But before getting into code generation, we must create an abstract syntax tree (AST) for the program. An abstract syntax tree is a tree representation of the program, just like an expression tree for expressions. An abstract syntax tree for the above program would look like the following:
Observe that each node now needs to store distinguishing information like:
- Whether it corresponds to a variable, constant, operator, assignment statement, write statement or read statement.
- In case of operators, the information on the operator must be present. In the case of constants, the value must be stored in the node. In the case of variables, the node must contain the variable name.
- There are also connector nodes which simply join two subtrees of statements together.
This leads to the definition of the following node structure:
typedef struct tnode {
int val; // value of a number for NUM nodes.
int type; // type of variable
char* varname; // name of a variable for ID nodes
int nodetype; // information about non-leaf nodes - read/write/connector/+/* etc.
struct tnode *left,*right; // left and right branches
}tnode;
/*Create a node tnode*/
struct tnode* createTree(int val, int type, char* c, struct tnode *l, struct tnode *r);
Task 1
Use Yacc and Lex to generate abstract syntax tree representation of a program. A file containing the source program will be input to your program.
Thus, after parsing, we use the syntax directed translation scheme of YACC to construct an intermediate representation – namely, the abstract syntax tree. This phase of compilation is sometimes called the front end of the compiler. The next step is to recursively traverse the expression tree to generate executable code. This is typically called the back end. The output of the front end is generally a machine independent intermediate representation like the AST. The back end of course will be dependent on the target platform.
Task 2
Modify CodeGen()
function of Stage 1 to generate code for the abstract syntax tree generated as Task 1 above.
In the next stage, we will see how program control instructions like if-then-else can be incorporated into the language.
Note
An abstract syntax tree is an intermediate representation of the source program in a tree form suitable for code generation.

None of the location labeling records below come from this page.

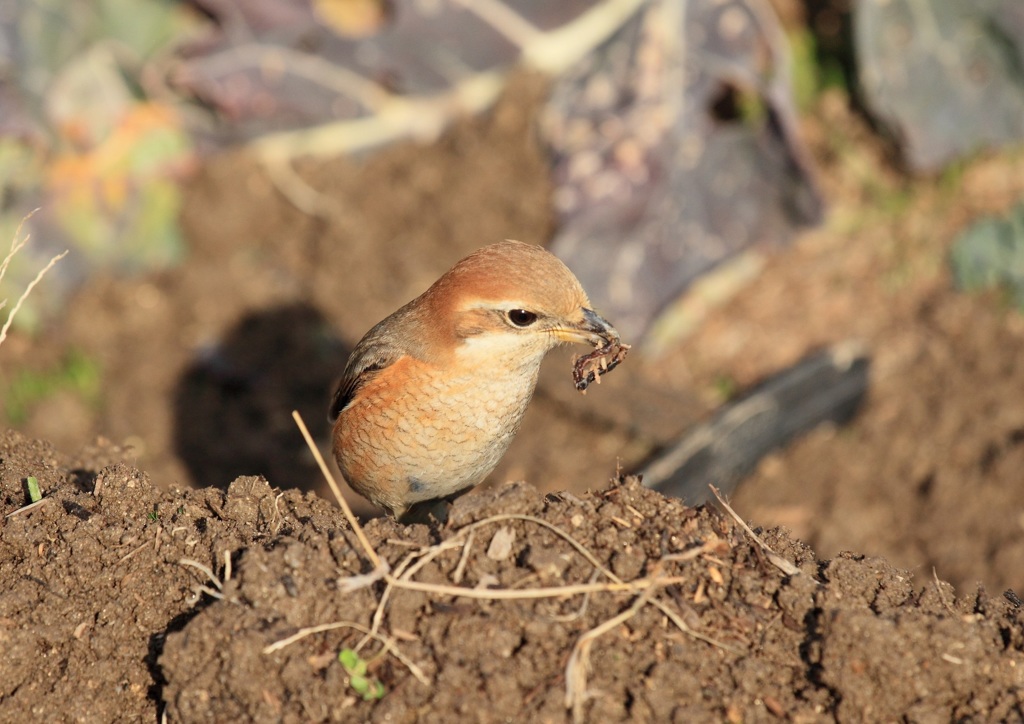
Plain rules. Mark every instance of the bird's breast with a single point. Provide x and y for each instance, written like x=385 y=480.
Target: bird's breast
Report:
x=424 y=431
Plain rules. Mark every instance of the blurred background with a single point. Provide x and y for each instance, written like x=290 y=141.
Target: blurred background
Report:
x=246 y=186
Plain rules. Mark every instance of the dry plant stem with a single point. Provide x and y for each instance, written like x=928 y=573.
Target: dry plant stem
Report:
x=206 y=569
x=778 y=561
x=27 y=508
x=364 y=541
x=386 y=641
x=579 y=664
x=15 y=247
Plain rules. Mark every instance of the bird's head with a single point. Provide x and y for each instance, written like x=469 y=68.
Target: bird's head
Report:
x=512 y=299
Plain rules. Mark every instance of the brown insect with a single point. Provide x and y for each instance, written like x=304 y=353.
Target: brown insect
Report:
x=589 y=368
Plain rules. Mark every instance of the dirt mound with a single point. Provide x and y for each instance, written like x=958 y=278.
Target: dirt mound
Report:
x=125 y=601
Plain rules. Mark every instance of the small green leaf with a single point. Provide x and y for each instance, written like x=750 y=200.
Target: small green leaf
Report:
x=359 y=684
x=349 y=659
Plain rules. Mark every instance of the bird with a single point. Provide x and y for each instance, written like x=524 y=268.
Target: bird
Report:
x=431 y=397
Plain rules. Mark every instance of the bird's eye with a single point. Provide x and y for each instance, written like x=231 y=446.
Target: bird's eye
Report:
x=521 y=317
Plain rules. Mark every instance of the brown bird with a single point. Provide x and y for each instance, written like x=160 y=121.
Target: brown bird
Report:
x=432 y=396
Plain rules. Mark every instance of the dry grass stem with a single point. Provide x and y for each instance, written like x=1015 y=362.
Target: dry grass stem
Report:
x=578 y=667
x=15 y=246
x=778 y=561
x=379 y=565
x=386 y=641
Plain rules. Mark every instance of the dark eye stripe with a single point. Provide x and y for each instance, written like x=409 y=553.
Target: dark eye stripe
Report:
x=521 y=317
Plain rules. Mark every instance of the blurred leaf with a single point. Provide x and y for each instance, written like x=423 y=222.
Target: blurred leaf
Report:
x=119 y=203
x=88 y=97
x=143 y=26
x=990 y=254
x=945 y=76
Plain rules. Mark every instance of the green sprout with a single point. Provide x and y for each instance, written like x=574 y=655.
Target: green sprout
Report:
x=76 y=373
x=356 y=669
x=35 y=495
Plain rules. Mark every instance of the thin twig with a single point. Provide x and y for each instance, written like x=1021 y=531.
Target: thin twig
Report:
x=364 y=541
x=778 y=561
x=386 y=641
x=26 y=508
x=579 y=664
x=28 y=291
x=204 y=568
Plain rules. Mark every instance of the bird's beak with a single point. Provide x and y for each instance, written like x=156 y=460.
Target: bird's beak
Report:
x=591 y=329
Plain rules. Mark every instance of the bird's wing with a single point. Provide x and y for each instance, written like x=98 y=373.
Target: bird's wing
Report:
x=370 y=356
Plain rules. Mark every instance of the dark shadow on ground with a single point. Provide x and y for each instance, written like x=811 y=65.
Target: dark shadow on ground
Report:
x=232 y=407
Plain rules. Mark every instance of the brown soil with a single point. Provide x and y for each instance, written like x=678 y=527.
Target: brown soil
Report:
x=202 y=366
x=110 y=614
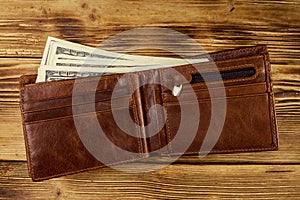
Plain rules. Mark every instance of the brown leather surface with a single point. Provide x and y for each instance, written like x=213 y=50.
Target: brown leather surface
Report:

There are several other forms of intermediate representations like the three address code form, the static single assignment form etc. This roadmap will be based on the abstract syntax tree representation.
In commercial strength compilers, the source is first translated to intermediate forms like the three address form which is a lower level representation (that is the intermediate form is closer to machine code) than the AST. Typically machine independent code optimizations are performed on the intermediate code and only then the back-end code generation is run. This step is followed by another set of machine dependent code optimizations before the target file is finally generated. As these issues are beyond the scope of our project, we will not dwell into these matters further in this roadmap.
Exercise 1
Build an evaluator for the program. (Hint: Your front end does not change. But, instead of generating code from the AST, you can recursively "evaluate" it. For storage allocation of variables, you can simply declare an array that can store 26 integers and allocate one entry for each variable).
Note
The compiler generates target code which must be executed by the target machine. In our case, the compiler you wrote as Task 2 actually is a cross compiler. This means that your compiler generated target code that is not for your host system, but on some other target platform – which in our case the simulated XSM machine. The evaluator done in Exercise 1 actually does not generate "code" for any machine. Instead, it executes the program in "then and there". Such a program could be classified as an interpreter. (Unfortunately, the standard terminology in literature associated with the term "interpreter" seems to be contradictory to this classification).